If all gates pass, show optional pre-prompt text that explains why feedback helps and keeps the escape path obvious.
Then call the system API to request the review and immediately log the attempt and the trigger used.
If the operating system chooses not to display the prompt, your logs still record the attempt and your cool-down still applies.
Keep the behavior in remote config. You want to change cool-down days, eligible countries, and active trigger types without shipping a new build.
Represent this as a small JSON block with fields like min_sessions, session_depth, cooldown_days, eligible_events, never_on_versions, and country_allowlist.
Add a global toggle and a rolling log with the most recent attempts so support can help users who complain about prompts.

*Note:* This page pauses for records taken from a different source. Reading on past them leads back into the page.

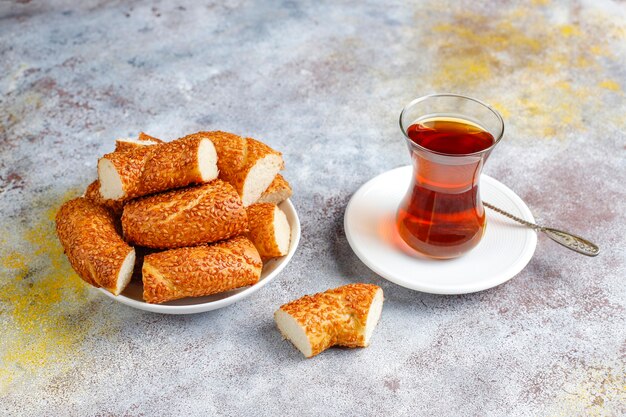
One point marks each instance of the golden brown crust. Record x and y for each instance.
(185, 217)
(124, 145)
(91, 242)
(129, 165)
(92, 193)
(150, 169)
(261, 230)
(255, 150)
(335, 317)
(237, 156)
(201, 270)
(172, 165)
(278, 191)
(145, 137)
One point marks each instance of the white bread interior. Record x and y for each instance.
(373, 316)
(125, 273)
(207, 160)
(291, 329)
(260, 177)
(110, 181)
(282, 231)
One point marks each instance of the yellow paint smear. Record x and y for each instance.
(610, 85)
(593, 391)
(40, 297)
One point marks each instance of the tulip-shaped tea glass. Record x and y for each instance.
(449, 137)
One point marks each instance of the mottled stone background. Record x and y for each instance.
(324, 83)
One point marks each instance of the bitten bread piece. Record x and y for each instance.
(344, 316)
(92, 193)
(151, 169)
(201, 270)
(278, 191)
(93, 246)
(249, 165)
(185, 217)
(269, 230)
(127, 144)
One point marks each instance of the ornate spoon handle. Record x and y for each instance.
(569, 240)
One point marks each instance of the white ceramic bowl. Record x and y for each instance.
(132, 295)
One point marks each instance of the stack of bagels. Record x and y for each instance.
(202, 212)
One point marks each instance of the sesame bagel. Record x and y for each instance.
(343, 316)
(144, 170)
(269, 230)
(185, 217)
(200, 270)
(92, 193)
(249, 165)
(127, 144)
(93, 246)
(278, 191)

From a QA standpoint, expose a debug screen in development builds that lets testers force eligibility and preview the pre-prompt copy.
A Practical Playbook You Can Adopt this Quarter
Start by choosing two to three high-signal triggers and wire them with conservative guardrails.
Examples include:
- The second successful core action in one week
- The first resolution of a support ticket within 24 hours
- The second session where the user completes the main workflow
Set a generous cool-down measured in weeks and keep the system off for new users until they cross a minimum engagement threshold.
Write a single sentence of pre-prompt microcopy that ties to user benefit. For example: "If you find these summaries helpful, a quick rating helps others discover the app." Keep it neutral and non-transactional.
Deploy to one country where you already have steady traffic. Leave another similar country as a holdout.
Keep the feature behind remote config and watch three things: the velocity of new ratings, the proportion of five-star versus three-and-below, and store conversion changes.
If the ratings come in but store conversion does not move, your on-store assets may be the bottleneck, not social proof.
If conversion rises but ASA costs do not fall, you may be bidding into low-intent inventory. Review your keyword mix and your CPP alignment.
Feed learning back into the funnel. If most new reviews praise a specific feature, highlight that feature earlier in your screenshots and short description.
If users mention confusion, run a quick onboarding test to fix it before asking for more reviews.
Over time, your review automation becomes part of a broader loop where product changes, ASO messaging, and ASA targeting inform one another.
Conclusion
Automating review requests is not about squeezing more prompts into a user's week. It is about aligning your task with real value and protecting the user experience while you do it.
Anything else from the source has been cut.